Yazılı olmayan bu kurallara ne ad verilirdi? (2002 KPSS)
A. Toy B. Kurultay C. Toygun D. Otağ E. Törü (Töre)
(2) İslamiyet’ten önceki Türklerin kendilerinden farklı inanışlara sahip insanlarla bir arada yaşaması,
Türklerde aşağıdakilerden hangisine bir kanıttır? (2005 KPSS)
A) Ülke sorunlarının görüşüldüğü meclis kurduklarına C) Ülkenin iki bölüm halinde yönetildiğine E) Hoşgörülü
olduklarına
B) Birden fazla devlet kurduklarına D) Yerleşik hayata geçtiklerine
H. SANAT
• Hayvan üslûbu: Konar-göçer bozkır yaşantısının tipik özelliğini gösterir.

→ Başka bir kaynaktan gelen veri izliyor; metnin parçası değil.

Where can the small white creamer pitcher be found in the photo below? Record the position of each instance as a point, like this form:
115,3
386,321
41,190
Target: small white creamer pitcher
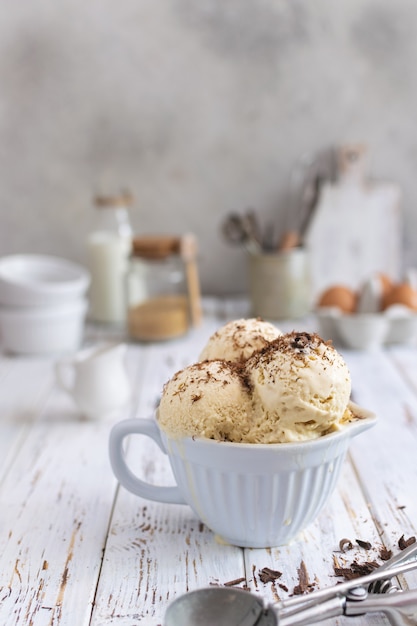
96,378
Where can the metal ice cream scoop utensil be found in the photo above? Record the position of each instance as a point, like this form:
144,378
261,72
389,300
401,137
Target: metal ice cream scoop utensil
235,607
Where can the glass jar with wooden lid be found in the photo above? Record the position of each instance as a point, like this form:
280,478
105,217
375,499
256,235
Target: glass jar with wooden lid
158,305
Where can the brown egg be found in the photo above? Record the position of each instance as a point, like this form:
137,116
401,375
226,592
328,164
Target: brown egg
402,293
339,296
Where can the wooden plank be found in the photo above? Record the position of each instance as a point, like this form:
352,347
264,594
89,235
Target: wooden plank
385,460
55,502
158,550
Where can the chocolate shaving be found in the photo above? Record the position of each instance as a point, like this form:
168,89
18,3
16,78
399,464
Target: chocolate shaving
232,583
267,575
404,543
304,584
356,569
385,554
345,544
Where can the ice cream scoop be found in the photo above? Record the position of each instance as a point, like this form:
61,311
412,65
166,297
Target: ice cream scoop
208,399
301,389
239,339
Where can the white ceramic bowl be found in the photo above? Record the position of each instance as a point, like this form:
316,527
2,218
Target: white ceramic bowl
250,495
367,331
363,331
43,330
28,280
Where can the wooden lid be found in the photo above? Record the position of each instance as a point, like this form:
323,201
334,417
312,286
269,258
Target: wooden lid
124,198
155,246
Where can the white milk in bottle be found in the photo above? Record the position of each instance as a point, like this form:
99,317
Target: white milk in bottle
109,247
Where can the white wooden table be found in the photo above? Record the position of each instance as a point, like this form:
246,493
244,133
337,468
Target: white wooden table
76,549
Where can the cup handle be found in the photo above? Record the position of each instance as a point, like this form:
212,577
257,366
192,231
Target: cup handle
124,475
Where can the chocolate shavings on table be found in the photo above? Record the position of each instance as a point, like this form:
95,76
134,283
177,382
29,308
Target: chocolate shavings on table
304,585
355,570
385,554
345,544
233,583
267,575
404,543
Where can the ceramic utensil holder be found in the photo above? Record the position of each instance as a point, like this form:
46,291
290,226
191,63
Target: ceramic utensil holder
279,285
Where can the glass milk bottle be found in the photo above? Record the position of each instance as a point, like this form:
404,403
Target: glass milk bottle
109,247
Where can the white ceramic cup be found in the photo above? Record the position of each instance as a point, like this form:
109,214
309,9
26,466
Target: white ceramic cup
250,495
96,378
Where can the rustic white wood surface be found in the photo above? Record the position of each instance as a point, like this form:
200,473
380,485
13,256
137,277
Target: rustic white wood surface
76,549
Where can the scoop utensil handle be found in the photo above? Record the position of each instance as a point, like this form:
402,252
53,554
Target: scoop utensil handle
405,556
400,608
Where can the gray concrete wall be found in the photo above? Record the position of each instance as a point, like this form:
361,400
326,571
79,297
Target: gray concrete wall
199,107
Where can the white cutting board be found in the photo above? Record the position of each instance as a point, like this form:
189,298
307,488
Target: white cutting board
356,230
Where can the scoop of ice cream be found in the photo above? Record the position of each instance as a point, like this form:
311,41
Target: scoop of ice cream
208,399
301,389
238,340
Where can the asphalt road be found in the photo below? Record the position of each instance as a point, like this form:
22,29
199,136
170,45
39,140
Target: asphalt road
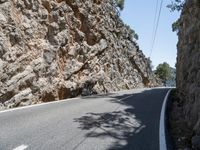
128,120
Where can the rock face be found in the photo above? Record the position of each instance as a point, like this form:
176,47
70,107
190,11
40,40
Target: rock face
188,63
56,49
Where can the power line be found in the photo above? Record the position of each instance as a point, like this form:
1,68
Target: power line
156,27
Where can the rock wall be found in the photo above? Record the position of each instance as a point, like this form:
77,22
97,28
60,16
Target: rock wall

Taşınabilir eşyalar üzerine işlenen
motiflerde hayvanların mücadelesi gösterilmiştir. Hayvan motiflerinin, o eşya ve sahibini koruduğuna
inanılmıştır. Orta Asya’da yaygınlık kazanan bu sanatın yaratıcısı İskitlerdir.
• Heykel: Balbal denilen ve mezar başlarına konulan ilkel taş heykeller oldukça yaygındır. Orhun kazılarında
Kültigin’in başının bulunması, heykel yapımı olduğunu kanıtlamaktadır. Resim ve heykel sanatı, Mani ve Buda
dinlerine girdikten sonra Uygurlarda çok gelişmiştir.
• Mimarlık: Konar-göçerlikten dolayı Uygurlara kadar eser görülmez. Uygurlar, yerleşik hayata geçtikleri için
şehirler kurmuş, mimârî eserler oluşturmuşlardır. Kubbeli türbe ve köşe üçgenlerinin (Türk üçgeni) yaratıcısı
Uygurlardır.
• Resim: Türk resmini de Uygurlar yaratmıştır. Fresk ve minyatür sanatı oldukça gelişmiştir. Minyatür sanatı ve
çiniciliği de İslâm dünyasına Uygurlar hediye etmiştir.
• Halı: Bilinen ilk düğümlü halı, Orta Asya’da Altay dağlarının eteklerinde Türklere ait olduğu kabûl edilen
Pazırık kurganında bulunmuştur. Asya Hunlarından kalmadır.